The electric charge must therefore be quantized as well if this quantum mechanical phenomenon is to be fully explained. “The theory on which this is based was developed back at the beginning of the 1990s. Now that conceptual and practical issues relating to its application to scanning tunnelling microscopes have been solved, it is nice to see how consistently theory and experiment fit together,” says Joachim Ankerhold from the University of Ulm, who contributed the theoretical basis.
In addition to a detailed theory, experiments of this type require an adapted laboratory environment which reduces external disturbances to a large extent. Since the end of 2012, a new precision laboratory has been in operation on the campus of the Max Planck Institutes in Stuttgart; it provides an almost disturbance-free laboratory environment for highly sensitive experiments such as the mK scanning tunnelling microscope.
The instrument is located in the precision laboratory in a box equipped with both acoustic and electromagnetic shielding on a vibration-decoupled concrete base. “We want to use it to venture into new, unknown territory – which we did very successfully with this experiment,” says Klaus Kern, Director at the Max Planck Institute for Solid State Research.

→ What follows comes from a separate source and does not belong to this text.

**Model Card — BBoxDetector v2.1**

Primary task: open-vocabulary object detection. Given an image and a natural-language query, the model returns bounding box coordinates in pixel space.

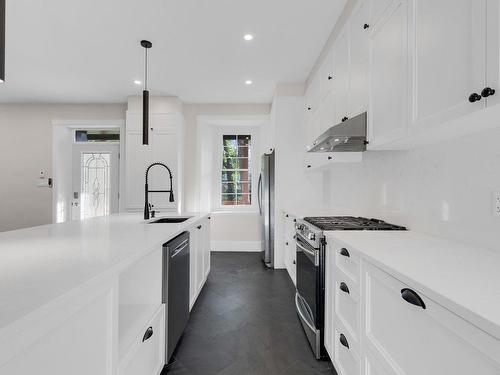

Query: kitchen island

Electrons have already demonstrated their quantum nature. As they are transported through quantum dots, for example, the current flow is specifically blocked so that the electrons appear individually. This effect became evident in the scanning tunnelling microscope simply by cooling it to extremely low temperatures, however. “The tunnel effect has definitely reached the quantum limit here,” says team member Berthold Jäck. The researchers do not want to view this as a limitation, however. “These extremely low temperatures open up an unexpected richness of detail which allows us to understand superconductivity and light-matter interactions much better,” says Christian Ast.